L’article 1er de l’arrêté du 29 décembre 2025 susvisé est remplacé par les dispositions suivantes :
« Art. 1. – Conformément à l’article R. 921-35 du code rural et de la pêche maritime, l’autorité compétente définit, pour la période du 1er janvier 2026 au 31 décembre 2026, des quotas de maquereau (Scomber scombrus) de :
« – 1 964 tonnes dans les zones CIEM II a, V b, VI, VII, VIII a, b, d, e, XII, XIV (dont 29 tonnes mis en réserve nationale) ;
« – 63 tonnes dans les zones CIEM II a, V b, VI, VII, VIII a, b, d, e, XII, XIV liées au transfert annuel du Danemark vers les autres Etats membres ;
« – 424 tonnes dans les zones CIEM II a, III a, b, c, d, IV ;
« – 39 tonnes dans les zones CIEM VIII c, IX, X et dans les eaux de l’Union européenne de la zone Copace 34.1.1. »

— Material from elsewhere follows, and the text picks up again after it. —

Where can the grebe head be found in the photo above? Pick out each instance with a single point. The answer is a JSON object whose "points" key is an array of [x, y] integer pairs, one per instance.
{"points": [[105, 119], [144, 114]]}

1. L’article 2 de l’arrêté du 29 décembre 2025 susvisé est remplacé par les dispositions suivantes :
« Art. 2. – I. – Les quotas de maquereau sont répartis dans l’annexe au présent arrêté, conformément aux articles R. 921-50, R. 921-51 et R. 921-54 du livre IX du code rural et de la pêche maritime susvisé en tenant compte des modalités mentionnées au présent article et à l’article 3 du présent arrêté et en fonction de la liste des adhérents des organisations de producteurs à la date du 1er janvier 2026.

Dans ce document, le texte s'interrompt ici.